Bubur ayam is rice porridge with chicken and we’ve covered it before. But this here Jakarta Globe article on Jakarta’s best bubur (rice porridge) may need to bookmark or print. It’s one of a kind. Firstly, it covers various parts of the city. Second, it’s in English. But Jak is a big place. So if you’re looking for specialty bubur or looking for it off the beaten track, then you may require the five page listing of doable Jakarta bubur ayam at Kaskus (in Indonesian).
Bubur is labor intensive — not the same as throwing a couple scoops of nasih putih in a hot wok and adding goopedyy-goop and shreddy-shreds to taste. But for every 15 or 20 itinerant nasi goreng lads there is a proper bubur bapak out there who really knows his rice. Finding these guys is part of the fun.
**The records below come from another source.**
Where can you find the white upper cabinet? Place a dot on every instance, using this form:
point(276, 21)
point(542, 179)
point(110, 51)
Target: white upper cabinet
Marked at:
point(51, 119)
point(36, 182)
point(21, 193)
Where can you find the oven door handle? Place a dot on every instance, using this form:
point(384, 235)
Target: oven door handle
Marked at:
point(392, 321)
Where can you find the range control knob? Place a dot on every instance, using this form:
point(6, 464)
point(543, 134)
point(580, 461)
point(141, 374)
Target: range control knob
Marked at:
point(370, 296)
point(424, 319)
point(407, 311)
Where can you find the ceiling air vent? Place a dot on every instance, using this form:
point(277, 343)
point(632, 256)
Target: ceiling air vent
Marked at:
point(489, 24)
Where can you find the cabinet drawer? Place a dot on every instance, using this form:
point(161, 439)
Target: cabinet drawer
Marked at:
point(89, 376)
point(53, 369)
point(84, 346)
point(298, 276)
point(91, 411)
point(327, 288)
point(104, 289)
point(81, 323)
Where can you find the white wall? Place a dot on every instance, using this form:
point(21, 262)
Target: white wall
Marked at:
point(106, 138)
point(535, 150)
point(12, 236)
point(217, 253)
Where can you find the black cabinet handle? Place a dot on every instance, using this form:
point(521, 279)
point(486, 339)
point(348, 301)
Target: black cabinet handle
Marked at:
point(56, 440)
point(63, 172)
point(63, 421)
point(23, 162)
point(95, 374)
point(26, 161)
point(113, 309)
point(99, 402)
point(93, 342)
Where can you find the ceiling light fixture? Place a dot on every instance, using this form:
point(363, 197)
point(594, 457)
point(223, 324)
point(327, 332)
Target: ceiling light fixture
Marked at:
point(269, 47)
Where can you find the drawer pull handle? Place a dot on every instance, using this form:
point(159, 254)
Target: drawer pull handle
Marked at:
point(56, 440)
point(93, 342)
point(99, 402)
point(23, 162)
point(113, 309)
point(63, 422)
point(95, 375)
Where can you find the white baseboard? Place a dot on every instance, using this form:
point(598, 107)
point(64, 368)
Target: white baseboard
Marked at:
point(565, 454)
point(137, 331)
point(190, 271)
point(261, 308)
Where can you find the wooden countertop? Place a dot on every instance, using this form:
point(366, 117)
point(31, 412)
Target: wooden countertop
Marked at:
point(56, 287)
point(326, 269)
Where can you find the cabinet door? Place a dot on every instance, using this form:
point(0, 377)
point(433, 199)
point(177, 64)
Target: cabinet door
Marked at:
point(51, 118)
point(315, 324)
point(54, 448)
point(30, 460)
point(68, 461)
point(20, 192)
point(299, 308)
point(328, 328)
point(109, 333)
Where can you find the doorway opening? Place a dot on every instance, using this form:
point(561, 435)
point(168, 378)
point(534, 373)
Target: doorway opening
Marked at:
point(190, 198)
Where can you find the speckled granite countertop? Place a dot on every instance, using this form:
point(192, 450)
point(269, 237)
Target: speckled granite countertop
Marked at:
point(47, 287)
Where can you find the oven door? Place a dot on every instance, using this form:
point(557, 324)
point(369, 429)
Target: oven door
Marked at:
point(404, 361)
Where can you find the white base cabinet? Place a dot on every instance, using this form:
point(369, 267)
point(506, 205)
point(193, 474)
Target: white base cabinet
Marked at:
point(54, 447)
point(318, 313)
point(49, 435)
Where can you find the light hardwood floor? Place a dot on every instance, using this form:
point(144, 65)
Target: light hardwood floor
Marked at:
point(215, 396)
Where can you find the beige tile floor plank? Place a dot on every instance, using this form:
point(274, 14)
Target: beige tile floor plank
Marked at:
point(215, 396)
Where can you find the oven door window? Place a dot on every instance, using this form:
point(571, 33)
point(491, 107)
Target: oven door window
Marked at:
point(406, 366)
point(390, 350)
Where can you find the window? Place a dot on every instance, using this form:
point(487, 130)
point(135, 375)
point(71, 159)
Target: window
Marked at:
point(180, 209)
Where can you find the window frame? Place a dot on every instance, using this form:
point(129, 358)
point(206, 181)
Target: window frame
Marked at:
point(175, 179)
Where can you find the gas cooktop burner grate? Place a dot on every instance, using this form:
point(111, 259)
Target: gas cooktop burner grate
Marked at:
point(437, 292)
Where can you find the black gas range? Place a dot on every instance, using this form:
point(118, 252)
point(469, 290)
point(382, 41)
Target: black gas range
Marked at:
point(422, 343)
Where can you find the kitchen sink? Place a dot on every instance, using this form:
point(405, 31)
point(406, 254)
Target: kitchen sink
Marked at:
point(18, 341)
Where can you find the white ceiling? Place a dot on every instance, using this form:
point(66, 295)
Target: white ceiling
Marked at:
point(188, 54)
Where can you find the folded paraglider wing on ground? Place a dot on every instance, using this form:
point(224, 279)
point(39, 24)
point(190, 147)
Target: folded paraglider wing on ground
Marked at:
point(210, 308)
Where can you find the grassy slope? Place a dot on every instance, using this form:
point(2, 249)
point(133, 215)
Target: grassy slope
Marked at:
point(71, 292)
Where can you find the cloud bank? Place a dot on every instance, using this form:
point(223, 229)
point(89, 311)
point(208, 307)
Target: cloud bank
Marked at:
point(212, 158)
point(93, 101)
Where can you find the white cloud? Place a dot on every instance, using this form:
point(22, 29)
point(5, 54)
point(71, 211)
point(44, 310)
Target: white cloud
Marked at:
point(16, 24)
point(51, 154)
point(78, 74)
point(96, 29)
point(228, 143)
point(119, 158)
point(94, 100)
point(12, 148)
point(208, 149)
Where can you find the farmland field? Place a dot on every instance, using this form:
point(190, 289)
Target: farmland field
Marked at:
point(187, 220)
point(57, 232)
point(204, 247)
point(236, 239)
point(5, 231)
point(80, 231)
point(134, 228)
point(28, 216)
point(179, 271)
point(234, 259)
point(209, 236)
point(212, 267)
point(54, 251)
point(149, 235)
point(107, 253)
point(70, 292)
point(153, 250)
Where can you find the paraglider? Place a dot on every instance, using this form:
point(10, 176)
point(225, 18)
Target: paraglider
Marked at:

And then you have to ferret out just what it is they’re calling bubur ayam, as not everyone agrees on what tastes best. Not even close. For example, why would you put an egg in there?
Few folks, I presume, are allergic to rice porridge or even harbor a (legitimate) dislike for it. (Granted, it sounds kinda weird. You just have to try it.) It’s great for breakfast, but also lovely after a hard night of clubbing. If you can avoid the temptation to dump soy sauce, chili sauce onions, and meat into your porridge, then it’s a great antidote for street food blues (the result of not checking the Internet before you check the street).
The boober is your 24/7 Jakarta “safe” street food solution.